At graduations around the country six months from now, high-roller speakers will tell the kids that they must bring passion to whatever they do in life.
“It doesn’t matter if you are the president or a garbage man,” they will say, “your passion will define true success.”
They will say that, though not one of the invited graduation speakers will be a garbage man.
I was heading out to work early enough to bump into our garbage man. He was tossing the bags into the back of the truck, where the flotsam and jetsam of our lives would be grounded up into recyclable something or other. He’s a young looking, nice guy.
“Hope you like that I put the empty cans right by the garage door!” he said. “Sure do,” I answered. “Saves me from hauling them any farther than this old back has to.” He laughed.
The retirement thing is happening to me.
About the time you read this, I will be officially sleeping in when the young man comes to get the trash.
There are a lot of things I have promised to do in my retirement.
The Liturgy of the Hours is high on the list, along with the usual suspects: grandkids, exercise, reading, writing this column. Some useful human and spiritual service, I hope.
But I confess that though I am retiring by choice, I am still suffering through mixed emotions as it stands right in front of me.
My first job was when I was about 10. Generally speaking, I’ve been at it ever since.
I’ve done jobs that people don’t do much anymore — setting bowling pins, soda-jerking, delivering the afternoon daily house-to-house.
I’ve given tennis lessons, taught history classes and written newspaper stories. I’ve worked with my hands; I’ve worked with my back; I’ve worked with my head.

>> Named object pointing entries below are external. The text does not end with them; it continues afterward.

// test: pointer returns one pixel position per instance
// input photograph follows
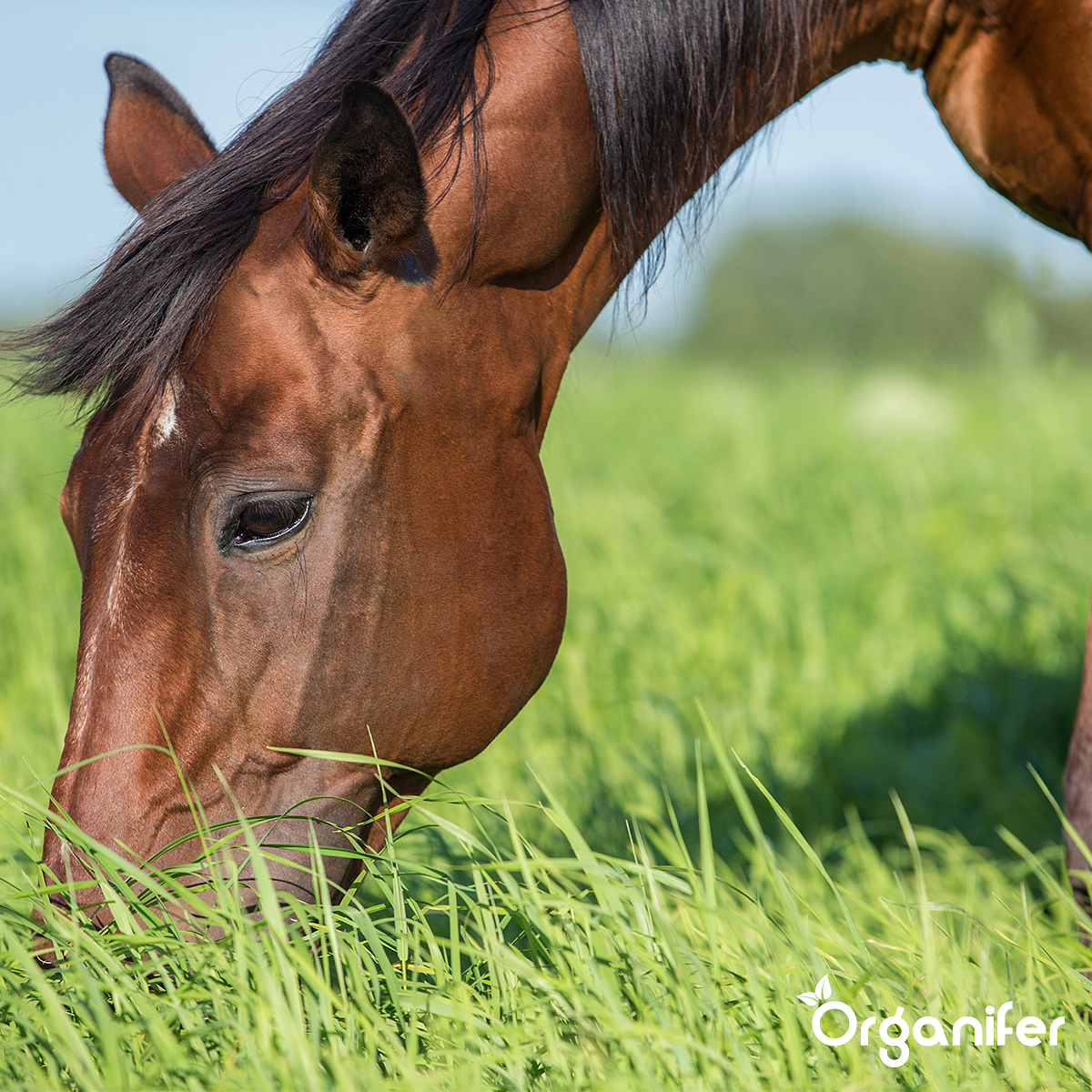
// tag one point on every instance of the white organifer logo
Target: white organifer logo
(927, 1031)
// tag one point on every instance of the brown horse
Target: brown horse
(308, 508)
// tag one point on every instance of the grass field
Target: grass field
(856, 581)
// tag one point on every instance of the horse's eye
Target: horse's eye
(265, 521)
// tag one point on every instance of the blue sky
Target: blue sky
(867, 143)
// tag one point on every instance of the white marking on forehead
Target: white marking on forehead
(167, 420)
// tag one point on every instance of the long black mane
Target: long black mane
(663, 76)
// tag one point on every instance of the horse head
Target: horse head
(327, 530)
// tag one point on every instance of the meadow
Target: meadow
(824, 623)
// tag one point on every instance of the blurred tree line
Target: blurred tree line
(853, 292)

My son told me that an old fellow he knows said to him that the hardest part of retirement is that you never get a day off. Which makes me worry that I might reach a point where I won’t know what to do with myself.
The Old Man didn’t do retirement well. In his day, he had no choice — 65 and he was out.

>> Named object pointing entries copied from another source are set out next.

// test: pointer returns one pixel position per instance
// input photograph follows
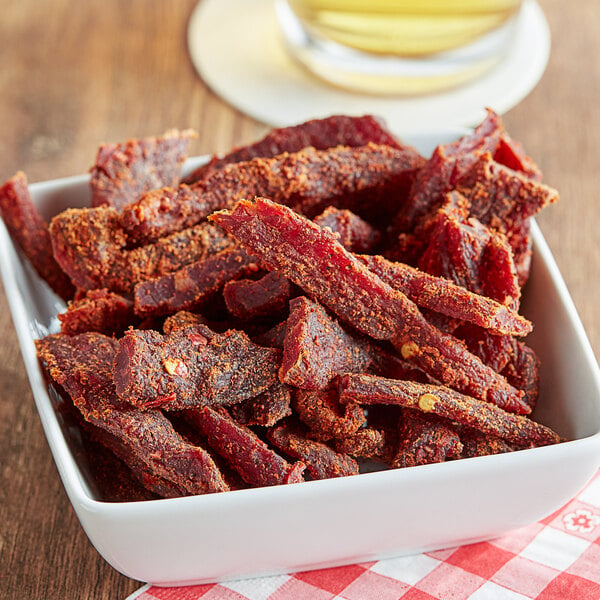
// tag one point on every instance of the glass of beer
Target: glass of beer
(406, 47)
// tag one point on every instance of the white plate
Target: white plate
(326, 523)
(235, 45)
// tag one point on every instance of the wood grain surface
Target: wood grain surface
(73, 74)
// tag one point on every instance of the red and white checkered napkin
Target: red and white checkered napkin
(555, 559)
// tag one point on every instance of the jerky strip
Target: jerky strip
(123, 172)
(311, 257)
(321, 461)
(316, 349)
(256, 463)
(442, 295)
(29, 230)
(188, 368)
(193, 284)
(337, 130)
(82, 365)
(307, 180)
(97, 310)
(248, 299)
(444, 402)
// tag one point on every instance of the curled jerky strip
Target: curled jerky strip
(90, 246)
(449, 404)
(321, 461)
(97, 310)
(123, 172)
(248, 299)
(256, 463)
(29, 229)
(443, 296)
(365, 177)
(311, 257)
(191, 366)
(316, 348)
(193, 284)
(82, 365)
(337, 130)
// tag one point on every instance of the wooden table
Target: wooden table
(73, 74)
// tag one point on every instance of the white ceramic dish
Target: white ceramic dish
(325, 523)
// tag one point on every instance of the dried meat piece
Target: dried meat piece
(449, 404)
(247, 299)
(256, 463)
(191, 366)
(311, 257)
(337, 130)
(316, 348)
(322, 461)
(97, 310)
(82, 365)
(425, 439)
(29, 230)
(355, 234)
(266, 409)
(325, 417)
(123, 172)
(369, 180)
(189, 287)
(444, 296)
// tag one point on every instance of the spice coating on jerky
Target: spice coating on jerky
(311, 257)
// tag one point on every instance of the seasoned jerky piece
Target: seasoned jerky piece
(124, 171)
(266, 409)
(355, 234)
(316, 348)
(191, 285)
(325, 417)
(449, 404)
(190, 367)
(367, 180)
(311, 257)
(256, 463)
(444, 296)
(82, 365)
(471, 255)
(425, 439)
(321, 461)
(29, 230)
(90, 244)
(248, 299)
(97, 310)
(337, 130)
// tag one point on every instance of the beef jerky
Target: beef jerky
(247, 299)
(321, 461)
(266, 409)
(191, 367)
(82, 365)
(337, 130)
(29, 230)
(425, 439)
(365, 179)
(444, 296)
(97, 310)
(90, 246)
(123, 172)
(316, 348)
(325, 417)
(355, 234)
(449, 404)
(311, 257)
(192, 285)
(256, 463)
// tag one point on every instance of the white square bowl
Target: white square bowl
(326, 523)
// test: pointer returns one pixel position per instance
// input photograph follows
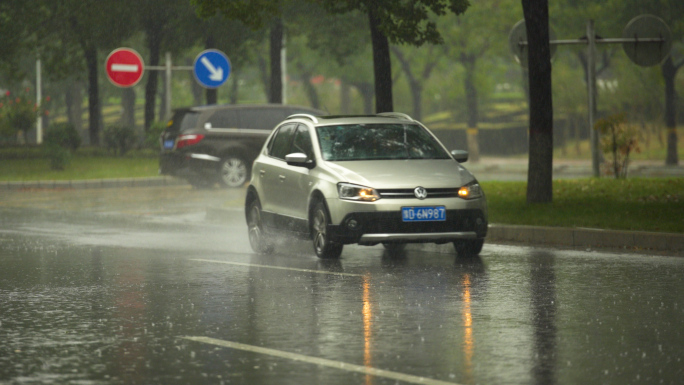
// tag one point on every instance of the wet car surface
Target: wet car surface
(102, 289)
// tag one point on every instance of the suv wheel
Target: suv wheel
(323, 247)
(258, 239)
(201, 182)
(233, 171)
(468, 247)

He had loaded stuff on ships, sung in bars, played semi-pro baseball and was an executive with a bank for decades. And then one day it was all over and he raged against the dying of the light.
The Old Man taught me a lot of lessons. One is that you have to let the rage go while you keep the light flickering.
I’ve been blessed in just about everything I’ve been allowed to work at in my life.
But the one truth I’ve found in all the decades of working has nothing to do with passion.
It’s simply this: God’s daily gifts to us are the people who touch our lives.
One key to retirement is not to isolate ourselves from those gifts.
Each of us has as a goal to find our vocation and live it. That’s why the Church speaks so often of the dignity of work.
Our work is a vocation, a gift and a grace. It is a sharing in God’s creation.
But at the same time, our work is not our whole life. We don’t just share in God’s creation. We also need to enjoy God’s creation.
“The Sabbath was made for man, not man for the Sabbath” (Mk 2:27).
Maybe retirement is made for man, not man for retirement.
After wishing each other a good day, the garbage man got back to work and I got back to driving to work. He waved; I tapped the horn gently since the sun was barely on the horizon.
If anybody needs to arrange for a graduation speaker, have I got a guy for you.
Robert P. Lockwood writes from Pennsylvania.